Prompt Caching

Reduce costs by 90% by caching repeated context in prompts

8 min read•Updated 11/9/2025

💡ELI5: What is Prompt Caching?

Imagine you're reading a really long book to answer different questions. Prompt caching is like putting a bookmark in the book! Instead of reading the whole book from the beginning each time, you remember where you were and just read the new question.

When you send the same instructions or context to AI multiple times, caching remembers it so you don't have to pay to send it again. It's like reusing homework instead of redoing it every time!

Example: First time: "Here are our 100-page docs... [question]" costs $1 → Next time: "Same docs (from cache)... [new question]" costs $0.10! You save 90%!

🛠️For Product Managers & Builders

When to Use Prompt Caching

Perfect for:

• System instructions reused across all requests
• Large context (documentation, code repos)
• Few-shot examples repeated in prompts
• Conversation history in chatbots
• RAG systems with static knowledge bases

Not beneficial for:

• Content that changes every request (timestamps, user IDs)
• Very small prompts (<1000 tokens)
• Single-use requests (batch processing)
• Highly personalized content per user

Impact Metrics

90%

Cost Reduction

40%

Faster Response

5min

Cache Duration

What to Cache

System Instructions

Shared across all users

Large Documentation

API docs, knowledge bases

Few-Shot Examples

Training examples in prompts

Chat History

Previous conversation turns

Deep Dive

Prompt Caching

Prompt caching is a technique that can reduce your LLM costs by up to 90% by reusing computed context across multiple requests. If you're repeatedly sending the same system instructions, documentation, or context, you're paying for the same tokens over and over—unless you cache them.

What is Prompt Caching?

Prompt caching allows you to mark portions of your prompt as cacheable. The LLM provider stores the processed representation of that content, so subsequent requests that include the same content don't need to reprocess it from scratch.

Without caching:

Request 1: Process 10,000 tokens of context + 50 tokens of query = $0.30
Request 2: Process same 10,000 tokens + new 50 token query = $0.30
Total: $0.60

With caching:

Request 1: Process 10,000 tokens (cache miss) = $0.30
Request 2: Read 10,000 tokens from cache + process 50 new tokens = $0.03
Total: $0.33 (45% savings, and it gets better with more requests)

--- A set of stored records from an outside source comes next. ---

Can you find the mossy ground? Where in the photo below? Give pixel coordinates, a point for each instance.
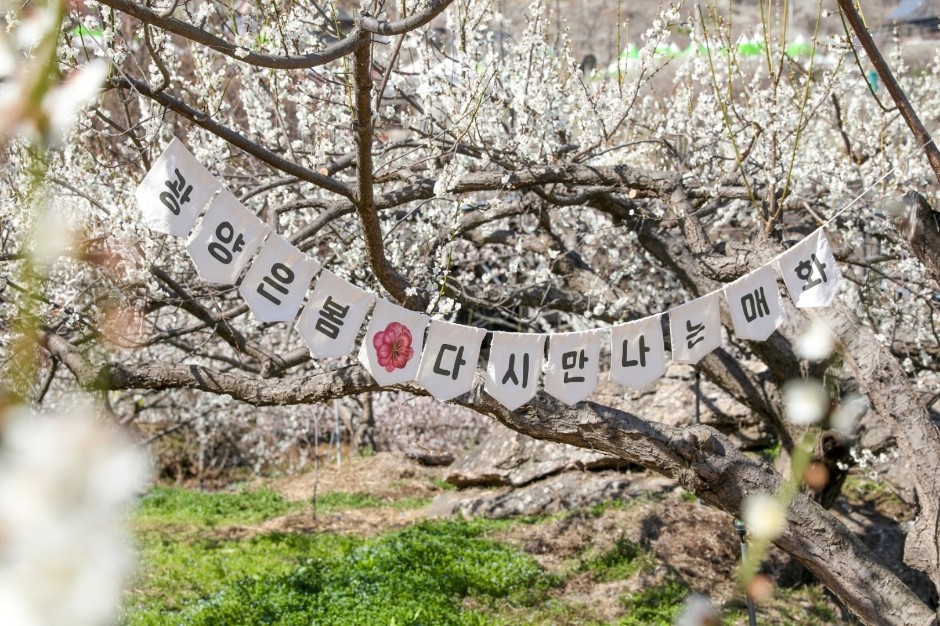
(241, 558)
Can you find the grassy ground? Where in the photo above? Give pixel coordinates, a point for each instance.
(256, 557)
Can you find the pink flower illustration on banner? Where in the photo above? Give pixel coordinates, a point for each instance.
(393, 346)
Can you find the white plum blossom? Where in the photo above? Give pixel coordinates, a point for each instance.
(65, 483)
(816, 342)
(763, 516)
(805, 401)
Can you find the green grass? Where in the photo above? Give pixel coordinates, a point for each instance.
(655, 606)
(419, 575)
(622, 561)
(171, 505)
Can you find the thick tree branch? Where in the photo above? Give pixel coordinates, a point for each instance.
(404, 25)
(396, 284)
(921, 134)
(699, 458)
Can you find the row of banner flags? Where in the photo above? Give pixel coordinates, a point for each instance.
(402, 346)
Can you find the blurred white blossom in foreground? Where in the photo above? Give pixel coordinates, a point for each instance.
(763, 516)
(805, 401)
(845, 418)
(697, 610)
(65, 483)
(816, 343)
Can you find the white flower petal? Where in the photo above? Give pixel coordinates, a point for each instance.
(805, 401)
(816, 343)
(763, 516)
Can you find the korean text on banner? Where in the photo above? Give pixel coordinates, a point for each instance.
(333, 316)
(392, 347)
(573, 365)
(175, 190)
(637, 352)
(449, 360)
(755, 306)
(277, 280)
(225, 239)
(810, 271)
(695, 328)
(512, 372)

Why Prompt Caching Matters

Massive cost savings: 90% reduction on cached tokens after the first request

Faster responses: Cached content is processed faster, reducing latency

Scales naturally: The more users you have, the more savings you get

No code changes needed: Simple API modifications enable caching

How It Works

Anthropic's Prompt Caching

Mark cacheable sections with cache control breakpoints:

const response = await anthropic.messages.create({
  model: "claude-sonnet-4.5",
  max_tokens: 1024,
  system: [
    {
      type: "text",
      text: "You are an expert customer support agent...",
      cache_control: { type: "ephemeral" }
    },
    {
      type: "text",
      text: "documentationContent", // Large, repeated content
      cache_control: { type: "ephemeral" }
    }
  ],
  messages: [
    { role: "user", content: "userQuestion" }
  ]
})

The cached content persists for 5 minutes. Any request within that window reuses the cache.

OpenAI's Context Caching

Currently in beta, works automatically for repeated prefixes:

const response = await openai.chat.completions.create({
  model: "gpt-4o",
  messages: [
    {
      role: "system",
      content: "largeSystemPrompt" // Automatically cached if repeated
    },
    {
      role: "user",
      content: "userQuestion"
    }
  ]
})

When to Use Prompt Caching

Perfect for:

System instructions: Reused across all user requests

system: [
  {
    text: "You are a coding assistant. Follow these rules...",
    cache_control: { type: "ephemeral" }
  }
]

Large context: Documentation, code repos, or knowledge bases

system: [
  {
    text: "systemInstructions",
    cache_control: { type: "ephemeral" }
  },
  {
    text: "fullAPIDocumentation", // 50k tokens
    cache_control: { type: "ephemeral" }
  }
]

Few-shot examples: Repeated examples teaching the model

system: [
  {
    text: "instructions"
  },
  {
    text: "Example 1:\nInput: ...\nOutput: ...\n\n" +
          "Example 2:\nInput: ...\nOutput: ...\n\n" +
          "Example 3:\nInput: ...\nOutput: ...\n\n",
    cache_control: { type: "ephemeral" }
  }
]

Conversation history: In chatbots, cache the older messages

messages: [
  {
    role: "user",
    content: "oldMessage1"
  },
  {
    role: "assistant",
    content: "oldResponse1"
  },
  // ... more history
  {
    role: "user",
    content: "oldMessage10",
    cache_control: { type: "ephemeral" } // Cache up to here
  },
  {
    role: "user",
    content: "newMessage" // Only this is new
  }
]

Optimization Strategies

Cache Hit Rate Maximization

Consistent ordering: Always structure your prompt the same way. Changing order breaks the cache.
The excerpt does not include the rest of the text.